By combining these two tools, giving the wc
command the output of who
, you can build a new command to list the number of users currently on the system:
$ who | wc -l RET 4 $
The output of who
is piped--via a "pipeline," specified by the vertical bar (`|') character--to the input of wc
, which through use of the `-l' option outputs the number of lines of its input.
In this example, the number 4 is shown, indicating that four users are currently logged on the system. (Incidentally, piping the output of who
to wc
in this fashion is a classic tools example, and was called "the most quoted pipe in the world" by Andrew Walker in The UNIX Environment, a book that was published in 1984.)
Another famous pipeline from the days before spell-check tools goes something like this:
$ tr -cs A-Za-z '\012' | tr A-Z a-z | sort -u | comm -23 - /usr/dict/words RET
This command (typed all on one line) uses the tr
, sort
, and comm
tools to make a spelling checker--after you type this command, the lines of text you type (until you interrupt it) are converted to a single-column list of lowercase words with two calls of tr
, sorted in alphabetical order while ferreting out all duplicates, the resultant list which is then compared with `/usr/dict/words'
, which is the system "dictionary," a list of properly-spelled words kept in alphabetical order.
Collective sets of tools designed around a certain kind of field or concept were called "workbenches" on older Unix systems; for example, the tools for checking the spelling, writing style and grammar of their text input were part of the "Writer's Workbench" package (see section.
Today the GNU Project publishes collections of tools under certain general themes, such as the "GNU text utilities" and "GNU file utilities," but the idea of "workbenches" is generally not part of the idiom of today's Unix-based systems. Needless to say, we still use all kinds of tools for all kinds of purposes; the great bulk of this book details various combinations of tools to obtain the desired results for various common tasks.
You'll find that there's usually one tool or command sequence that works perfectly for a given task, but sometimes a satisfactory or even identical result can be had by different combinations of different tools--especially at the hands of a Unix expert. (Traditionally, such an expert was called a wizard.)
Some tasks require more than one tool or command sequence. And yes, there are tasks that require more than what these simple craft or hand tools can provide. Some tasks need more industrial production techniques, which are currently provided for by the application programs.
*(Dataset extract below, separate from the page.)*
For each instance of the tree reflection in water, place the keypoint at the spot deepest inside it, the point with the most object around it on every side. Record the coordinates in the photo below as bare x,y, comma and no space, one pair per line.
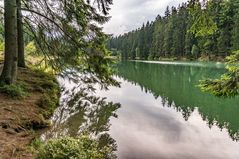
176,85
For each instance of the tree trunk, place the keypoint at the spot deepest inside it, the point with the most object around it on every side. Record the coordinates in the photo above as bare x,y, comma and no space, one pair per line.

So we still haven't avoided applications entirely; at the turn of the millennium, Linux-based systems still have them, from editors to browsers. But our applications use open file formats, and we can use all of our tools on these data files.
The invention of new tools has been on the rise along with the increased popularity of Linux-based systems. At the time of this writing, there were a total of 1,190 tools in the two primary tool directories (`/bin'
and `/usr/bin'
) on my Linux system. These tools, combined with necessary applications, make free, open source software--for perhaps the first time in its history--a complete, robust system for general use.
What to Try First
The first four chapters of this book contain all of the introductory matter you need to begin working with Linux. These are the basics.
Beginning Linux users should start with the concepts described in these first chapters. Once you've learned how to start power to the system and log in, you should look over the chapter on the shell, so that you are familiar with typing at the command prompt, and then read the chapter on the graphical windows interface called the X Window System, so that you can start X and run programs from there if you like.
If you are a Linux beginner and are anxious to get up to speed, you might want to skip ahead and read the chapter on files and directories next, to get a sense of what the system looks like and how to maneuver through it. Then, go on to learning how to view text, and how to edit it in an editor (respectively described in the chapters on viewing text and text editing). After this, explore the rest of the book as your needs and interests dictate.